Rechtskräftig: unbekannt!
Beurteilung; Neufassung
Leitsatz des Gerichts:
1. Nach der Aufhebung einer planmäßigen Beurteilung ist deren Neufassung grundsätzlich geboten.

2. Zu den Voraussetzungen des Verzichts auf die Neufassung einer aufgehobenen planmäßigen Beurteilung.
Der Antragsteller wendet sich gegen eine Entscheidung des Personalamts der Bundeswehr, mit der sein Antrag abgelehnt wurde, auf die Neufassung einer aufgehobenen planmäßigen Beurteilung zu verzichten.

Sein Antrag auf Gewährung vorläufigen Rechtsschutzes blieb erfolglos.

Aus den Gründen:
...

25Grundlage der angefochtenen Entscheidung ist Nr. 1204 Buchst. a ZDv 20/6 in der Fassung vom 17. Januar 2007 (n.F.). Danach entscheidet die personalbearbeitende Stelle hier das Personalamt der Bundeswehr , ob die Neufassung einer aufgehobenen Beurteilung (oder Stellungnahme) unterbleiben kann. Die Entscheidung über den Verzicht auf die Neufassung einer aufgehobenen Beurteilung steht danach im pflichtgemäßen Ermessen der zuständigen Stelle. Diese Ermessensentscheidung kann vom Senat nur daraufhin überprüft werden, ob die personalbearbeitende Stelle die gesetzlichen Grenzen ihres Ermessens überschritten oder von diesem in einer dem Zweck der Ermächtigung nicht entsprechenden Weise Gebrauch gemacht hat (§ 114 VwGO in entsprechender Anwendung).

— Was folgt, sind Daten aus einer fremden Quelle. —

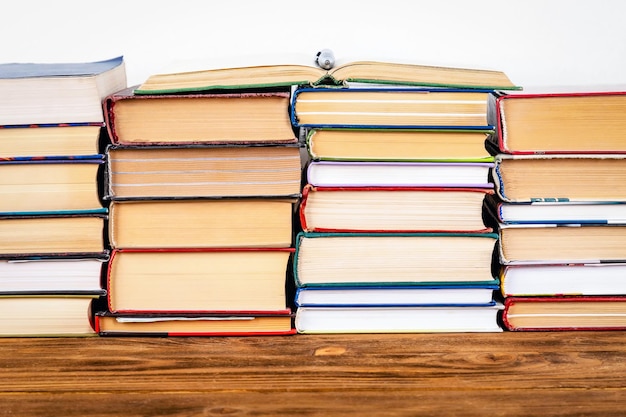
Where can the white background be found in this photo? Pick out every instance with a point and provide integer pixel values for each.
(535, 42)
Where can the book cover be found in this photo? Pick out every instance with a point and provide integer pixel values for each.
(399, 174)
(583, 177)
(391, 108)
(560, 313)
(169, 325)
(244, 118)
(398, 145)
(392, 209)
(561, 123)
(448, 294)
(198, 280)
(267, 70)
(392, 258)
(53, 93)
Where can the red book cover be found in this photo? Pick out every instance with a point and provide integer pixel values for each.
(578, 122)
(558, 313)
(393, 209)
(250, 281)
(199, 118)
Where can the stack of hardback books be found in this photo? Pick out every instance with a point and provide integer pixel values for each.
(392, 231)
(561, 209)
(52, 217)
(202, 188)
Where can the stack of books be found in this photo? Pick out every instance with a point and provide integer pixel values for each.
(203, 187)
(561, 209)
(52, 218)
(393, 237)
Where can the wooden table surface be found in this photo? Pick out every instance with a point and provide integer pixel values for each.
(495, 374)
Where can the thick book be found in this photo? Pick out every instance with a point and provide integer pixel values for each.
(392, 209)
(556, 212)
(322, 320)
(162, 325)
(391, 108)
(41, 185)
(392, 258)
(46, 316)
(198, 280)
(60, 275)
(265, 70)
(564, 313)
(448, 294)
(51, 140)
(551, 123)
(241, 118)
(244, 222)
(556, 243)
(588, 177)
(399, 174)
(398, 144)
(52, 93)
(563, 279)
(75, 234)
(204, 172)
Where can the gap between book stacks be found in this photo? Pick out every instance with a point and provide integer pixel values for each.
(285, 198)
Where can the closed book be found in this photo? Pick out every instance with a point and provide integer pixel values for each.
(392, 258)
(566, 122)
(198, 280)
(56, 93)
(564, 313)
(329, 320)
(586, 177)
(249, 222)
(171, 325)
(41, 185)
(399, 174)
(344, 144)
(391, 108)
(240, 118)
(392, 209)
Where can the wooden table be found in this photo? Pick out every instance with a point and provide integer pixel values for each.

Hat das Bundesministerium der Verteidigung oder eine von ihm beauftragte Stelle das ihm bzw. ihr eingeräumte Ermessen in Richtlinien oder Verwaltungsvorschriften gebunden, ist vom Senat auch zu prüfen, ob diese unter dem Blickwinkel des allgemeinen Gleichheitssatzes (Art. 3 Abs. 1 GG) eingehalten worden sind.

26Die angefochtene Entscheidung des Personalamts weist keine Ermessensfehler auf; insbesondere ist auch keine Überschreitung der gesetzlichen Grenzen des Ermessens festzustellen.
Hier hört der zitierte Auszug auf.